- Gonder Location in Haryana, India Gonder Gonder (India)
- Country: India
- State: Haryana
- District: Karnal
- Named for: Gautam Rishi
- Elevation: 237 m (778 ft)

Population (2011)
- • Total: 18,000

Languages
- • Official: Hindi
- Time zone: UTC+5:30 (IST)
- Postal code: 132024
- Telephone code: +91-01745-XXXXXX
- Vehicle registration: HR-05
- Sex Ratio: 904:1000 ♂/♀
- Website: haryana.gov.in

= Gonder, Haryana =

Gonder is a village in Karnal district, Haryana, India with a population of approximately 30,000. It is an historical village, named for Gautam Rishi. The Chauhan clan from Rajput dynasty has a population of 12,000. Brahmin voters are also dominated in this village, with others castes having a population of 18,000. Rajput is the main caste. The main occupation is agriculture.
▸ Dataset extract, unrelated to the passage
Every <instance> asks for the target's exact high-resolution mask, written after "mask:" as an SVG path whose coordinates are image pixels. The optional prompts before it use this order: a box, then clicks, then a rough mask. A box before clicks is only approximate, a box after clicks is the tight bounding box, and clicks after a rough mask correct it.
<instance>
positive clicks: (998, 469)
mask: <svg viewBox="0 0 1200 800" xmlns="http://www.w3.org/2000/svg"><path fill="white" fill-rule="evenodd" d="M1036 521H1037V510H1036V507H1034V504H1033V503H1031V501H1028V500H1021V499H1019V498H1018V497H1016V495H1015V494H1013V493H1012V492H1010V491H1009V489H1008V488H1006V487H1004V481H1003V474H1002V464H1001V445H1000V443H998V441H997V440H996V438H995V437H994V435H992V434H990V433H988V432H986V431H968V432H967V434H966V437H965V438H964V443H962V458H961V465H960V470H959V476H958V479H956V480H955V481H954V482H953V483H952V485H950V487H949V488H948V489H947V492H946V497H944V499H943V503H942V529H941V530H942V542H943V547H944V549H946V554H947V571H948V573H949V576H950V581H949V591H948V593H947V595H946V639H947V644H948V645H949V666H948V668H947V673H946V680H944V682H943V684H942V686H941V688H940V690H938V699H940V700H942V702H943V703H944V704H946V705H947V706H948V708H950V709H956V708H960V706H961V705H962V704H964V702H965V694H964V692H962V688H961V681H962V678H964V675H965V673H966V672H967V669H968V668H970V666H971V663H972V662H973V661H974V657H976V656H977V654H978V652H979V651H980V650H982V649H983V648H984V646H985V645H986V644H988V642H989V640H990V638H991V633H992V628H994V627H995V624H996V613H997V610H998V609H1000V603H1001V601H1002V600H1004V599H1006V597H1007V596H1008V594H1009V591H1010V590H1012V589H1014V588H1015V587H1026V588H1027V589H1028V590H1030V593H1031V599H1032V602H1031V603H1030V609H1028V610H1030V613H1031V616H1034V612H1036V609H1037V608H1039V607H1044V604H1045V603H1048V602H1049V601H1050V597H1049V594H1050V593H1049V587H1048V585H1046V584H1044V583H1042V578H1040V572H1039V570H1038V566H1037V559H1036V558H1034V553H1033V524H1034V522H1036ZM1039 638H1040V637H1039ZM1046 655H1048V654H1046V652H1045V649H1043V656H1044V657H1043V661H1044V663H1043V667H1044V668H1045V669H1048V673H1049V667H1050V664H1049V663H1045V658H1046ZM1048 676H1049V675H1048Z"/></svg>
Though it has poor air quality, the carbon monoxide and Sulphur Dioxide levels are less.

Three politicians from this village have so far been elected as MLAs. However, the village still faces caste based discrimination of lower caste people, especially Dalits. In April 2021, there was a proposal to develop the village pond along with three others, as a model pond by the Karnal civic body.